We see its meaning in one of the formulas of blessing of the water where the priest says: “Almighty ever-living God, who willed that through water, the fountain of life and the source of purification, even souls should be cleansed and receive the gift of eternal life; be pleased, we pray, to bless this water, by which we seek protection on this your day, O Lord. Renew the living spring of your grace within us and grant that by this water we may be defended from all ills of spirit and body, and so approach you with hearts made clean and worthily receive your salvation.”

The reference to “the living spring of your grace” recalls Our Lord’s conversation with the Samaritan woman at the well.

He tells her that “whoever drinks of the water that I shall gave him will never thirst; the water that I shall give him will become in him a spring of water welling up to eternal life” (Jn 4:13-14).

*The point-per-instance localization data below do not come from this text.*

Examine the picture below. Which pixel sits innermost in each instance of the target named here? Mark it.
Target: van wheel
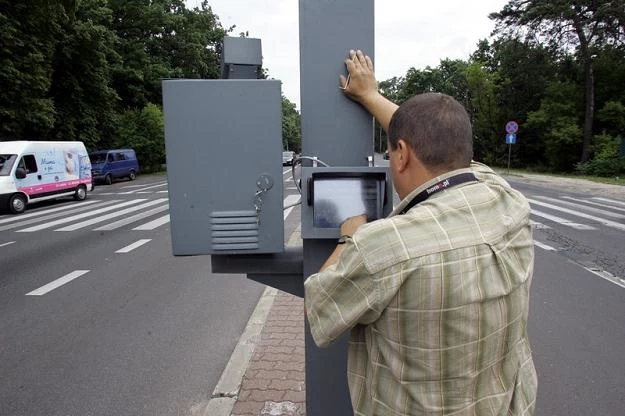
(17, 203)
(81, 193)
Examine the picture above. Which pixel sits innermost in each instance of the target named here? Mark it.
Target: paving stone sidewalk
(274, 381)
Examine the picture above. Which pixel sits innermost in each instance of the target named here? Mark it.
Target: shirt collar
(424, 186)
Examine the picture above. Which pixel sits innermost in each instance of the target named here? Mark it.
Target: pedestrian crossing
(588, 214)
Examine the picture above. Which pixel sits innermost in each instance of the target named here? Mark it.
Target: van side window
(29, 163)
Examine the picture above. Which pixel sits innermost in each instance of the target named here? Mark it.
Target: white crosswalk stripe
(583, 207)
(153, 224)
(117, 224)
(597, 204)
(80, 216)
(562, 221)
(107, 215)
(610, 201)
(115, 214)
(63, 209)
(607, 223)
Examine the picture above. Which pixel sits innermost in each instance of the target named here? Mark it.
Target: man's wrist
(343, 239)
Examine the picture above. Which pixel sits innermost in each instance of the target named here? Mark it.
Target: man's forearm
(381, 108)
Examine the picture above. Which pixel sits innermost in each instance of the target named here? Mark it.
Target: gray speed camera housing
(330, 195)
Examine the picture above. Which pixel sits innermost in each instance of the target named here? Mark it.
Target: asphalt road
(139, 332)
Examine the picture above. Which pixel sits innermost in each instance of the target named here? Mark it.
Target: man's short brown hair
(438, 129)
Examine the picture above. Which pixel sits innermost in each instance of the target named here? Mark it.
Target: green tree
(291, 126)
(162, 39)
(27, 44)
(143, 130)
(557, 121)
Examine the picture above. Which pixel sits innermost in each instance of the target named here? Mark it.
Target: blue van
(107, 165)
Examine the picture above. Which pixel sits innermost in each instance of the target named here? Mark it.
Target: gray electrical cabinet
(223, 140)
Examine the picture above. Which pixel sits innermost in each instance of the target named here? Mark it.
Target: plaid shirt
(436, 301)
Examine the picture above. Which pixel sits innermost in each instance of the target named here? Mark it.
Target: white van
(32, 171)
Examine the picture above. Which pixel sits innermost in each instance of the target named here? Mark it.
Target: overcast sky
(408, 33)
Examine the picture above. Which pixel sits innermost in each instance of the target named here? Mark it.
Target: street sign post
(512, 127)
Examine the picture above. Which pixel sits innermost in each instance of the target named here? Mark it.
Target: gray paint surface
(339, 133)
(222, 137)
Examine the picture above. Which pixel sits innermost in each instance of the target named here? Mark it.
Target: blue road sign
(510, 138)
(512, 127)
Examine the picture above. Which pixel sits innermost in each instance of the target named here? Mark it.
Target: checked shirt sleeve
(341, 296)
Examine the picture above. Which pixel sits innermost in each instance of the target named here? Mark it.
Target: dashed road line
(544, 246)
(153, 224)
(57, 283)
(134, 245)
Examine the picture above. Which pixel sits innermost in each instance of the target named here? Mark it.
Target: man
(436, 295)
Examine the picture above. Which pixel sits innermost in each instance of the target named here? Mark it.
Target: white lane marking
(605, 222)
(57, 283)
(584, 207)
(134, 245)
(126, 221)
(153, 224)
(143, 184)
(611, 201)
(45, 212)
(539, 225)
(115, 214)
(544, 246)
(56, 215)
(80, 216)
(290, 200)
(144, 189)
(562, 221)
(598, 204)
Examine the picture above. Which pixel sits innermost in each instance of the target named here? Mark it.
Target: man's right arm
(361, 86)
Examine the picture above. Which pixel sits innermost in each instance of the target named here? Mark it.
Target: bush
(606, 168)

In this same sense one of the prayers for the blessing of holy water says: “Blessed are you, Lord, all-powerful God, who in Christ, the living water of salvation, blessed and transformed us. Grant that, when we are sprinkled with this water or make use of it, we will be refreshed inwardly by the power of the Holy Spirit and
continue to walk in the new life we received at baptism.”

In these blessings we see the two main purposes of using holy water, which remind us of the principal effects of baptism: to purify us of our sins and to renew in us the life of grace.

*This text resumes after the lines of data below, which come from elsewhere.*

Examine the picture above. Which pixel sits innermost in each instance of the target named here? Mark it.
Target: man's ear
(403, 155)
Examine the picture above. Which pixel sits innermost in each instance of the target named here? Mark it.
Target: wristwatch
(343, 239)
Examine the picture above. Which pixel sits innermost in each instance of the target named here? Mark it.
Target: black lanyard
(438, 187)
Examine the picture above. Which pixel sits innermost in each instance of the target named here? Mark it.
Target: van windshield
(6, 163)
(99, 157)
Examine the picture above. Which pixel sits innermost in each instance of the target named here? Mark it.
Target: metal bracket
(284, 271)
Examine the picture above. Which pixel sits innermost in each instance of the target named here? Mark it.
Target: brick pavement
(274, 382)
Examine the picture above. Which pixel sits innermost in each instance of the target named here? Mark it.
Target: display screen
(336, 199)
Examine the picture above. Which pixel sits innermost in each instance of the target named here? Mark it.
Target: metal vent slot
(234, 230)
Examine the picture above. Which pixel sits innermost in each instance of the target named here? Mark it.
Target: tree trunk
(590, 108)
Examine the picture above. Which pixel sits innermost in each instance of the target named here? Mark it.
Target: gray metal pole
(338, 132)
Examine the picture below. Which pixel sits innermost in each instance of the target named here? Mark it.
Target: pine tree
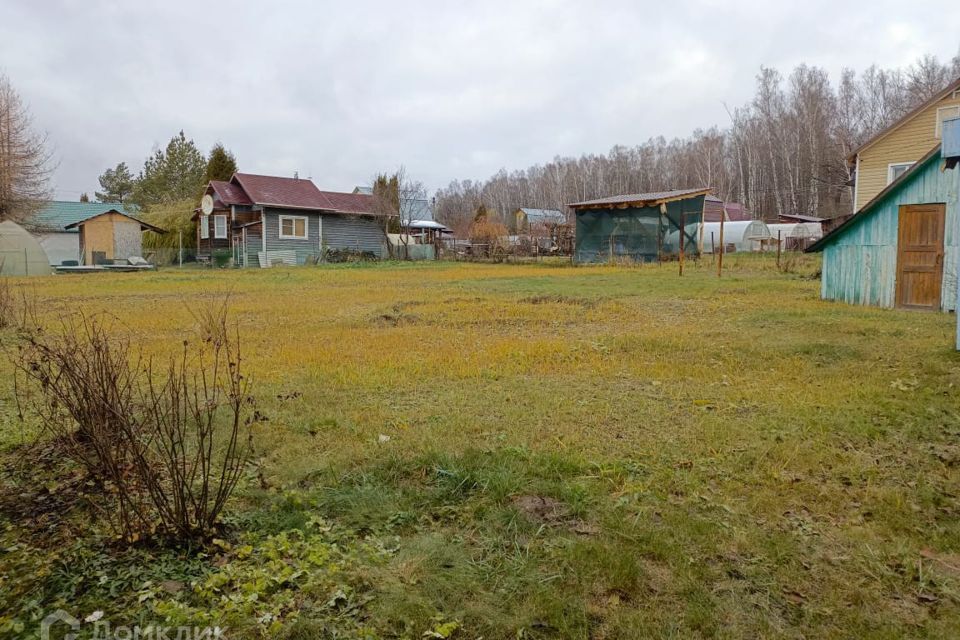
(221, 164)
(172, 174)
(117, 184)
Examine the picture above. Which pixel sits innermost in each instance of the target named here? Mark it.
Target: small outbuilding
(526, 219)
(111, 237)
(900, 249)
(49, 226)
(645, 227)
(21, 253)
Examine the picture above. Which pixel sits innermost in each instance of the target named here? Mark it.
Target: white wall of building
(60, 246)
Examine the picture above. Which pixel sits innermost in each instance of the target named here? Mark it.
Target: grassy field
(539, 451)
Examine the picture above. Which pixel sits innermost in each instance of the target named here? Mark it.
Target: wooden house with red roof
(259, 221)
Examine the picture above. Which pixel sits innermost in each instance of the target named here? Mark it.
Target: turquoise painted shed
(902, 246)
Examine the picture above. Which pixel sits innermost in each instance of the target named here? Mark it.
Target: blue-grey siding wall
(324, 231)
(860, 263)
(276, 243)
(359, 233)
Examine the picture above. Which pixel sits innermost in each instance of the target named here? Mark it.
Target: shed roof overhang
(144, 226)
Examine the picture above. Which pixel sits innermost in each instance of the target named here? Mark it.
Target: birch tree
(25, 160)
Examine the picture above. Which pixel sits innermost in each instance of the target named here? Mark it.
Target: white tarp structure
(20, 253)
(744, 235)
(796, 236)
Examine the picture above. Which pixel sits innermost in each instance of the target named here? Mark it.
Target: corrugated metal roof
(57, 214)
(543, 215)
(801, 218)
(143, 225)
(654, 197)
(301, 193)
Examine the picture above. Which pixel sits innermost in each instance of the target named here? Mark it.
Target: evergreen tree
(221, 164)
(172, 174)
(117, 184)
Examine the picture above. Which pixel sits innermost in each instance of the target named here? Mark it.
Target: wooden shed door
(920, 256)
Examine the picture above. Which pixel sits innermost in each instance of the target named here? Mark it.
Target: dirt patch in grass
(40, 491)
(587, 303)
(540, 508)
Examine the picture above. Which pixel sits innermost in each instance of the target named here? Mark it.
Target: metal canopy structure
(644, 227)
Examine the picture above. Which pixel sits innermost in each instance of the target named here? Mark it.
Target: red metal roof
(229, 193)
(350, 202)
(292, 193)
(299, 193)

Apart from its use to bless ourselves when we enter a church, holy water is also used in most blessings, being sprinkled on the object blessed, whether liturgical vestments, wedding rings, a car, a home, etc.

Likewise it is used in exorcisms and other rites as a protection against the powers of evil.

It is customary for the faithful to take holy water home, where they may bless themselves with it on entering the house, bless their children by making the sign of the cross on their forehead with it on tucking them into bed, sprinkle it on their bed before retiring, etc.

Easter water is the water the priest blesses during the Easter Vigil ceremony to be used for the baptism of catechumens and for sprinkling on all those in the congregation as a reminder of their baptism.

It is simply holy water blessed on this special occasion.

The long and rich prayer of blessing of this water recalls the many times water appears in the Scriptures: at creation when the Spirit hovered over the waters, at the flood, at the Israelites’ passing through the Red Sea, at the baptism of Christ and at his death, when water flowed from his side, and when he sent the apostles out to baptise.

At the end of the blessing the priest immerses the Easter candle, which represents Christ the light of the world, three times into the water, symbolising his death and resurrection.

The priest also breathes over the water, symbolising the Holy Spirit coming down upon it.

In some countries it is traditional for the people to take some of the Easter water home where they will use it to bless their homes and some of the special foods prepared for the Easter meal.

In any case we can always take it home to use as holy water, remembering its rich history and deep meaning.